Interessante que eu só venha a ter este tipo de ponderação a respeito do meu relacionamento com Miro agora, depois de tudo o que já aconteceu. Talvez eu ainda não tivesse percebido a dimensão das coisas, simplesmente. Afinal, alguns acontecimentos na vida de uma pessoa levam a reflexões antes inimagináveis.

Eu e Miro sempre tivemos uma amizade no mínimo conturbada. Primeiro, eu não sou muito de falar sobre o que realmente estou sentindo. Segundo, passamos muitos anos afastados quando fui a Sibéria, treinar Hyoga e Isaak. Terceiro e não menos importante, nós somos como água e óleo.

E, mesmo assim, nós decidimos ficar juntos ao final de tudo.

Non vou dizer que foi uma atitude tranqüila. Confesso ter passado noites em claro, bebendo daquele café que eu nunca acertava o ponto e ponderando sobre a vida, como se eu pudesse adivinhar tudo o que fosse acontecer. Pesei cada um dos riscos, até que optei por nós dois.

Foi o dia mais feliz da minha vida medíocre.

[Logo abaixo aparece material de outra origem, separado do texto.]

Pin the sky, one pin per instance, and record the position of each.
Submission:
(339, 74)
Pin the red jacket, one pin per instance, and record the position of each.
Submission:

Depois de tantas guerras, depois de finalmente termos conseguido voltar do Hades, depois de tanta dor, sofrimento e injustiças, eu poderia dizer que tinha um lar. Decerto que não morávamos juntos, afinal tínhamos templos para zelar. Mas dividir o mesmo teto não era necessário, simplesmente porque Miro era, por si só, a melhor definição de lar que eu poderia ter.

Ele me ensinou muitas coisas simples que, até então, eu não tivera a oportunidade de aproveitar. Ele me mostrou o prazer de sentir a gramar roçar nos pés nus, de tomar banho de chuva, de deitar no chão para olhar as estrelas. Todas estas pequenas coisas que, com uma vida cheia de responsabilidades e um quase exílio na Sibéria, não tive a chance de sentir.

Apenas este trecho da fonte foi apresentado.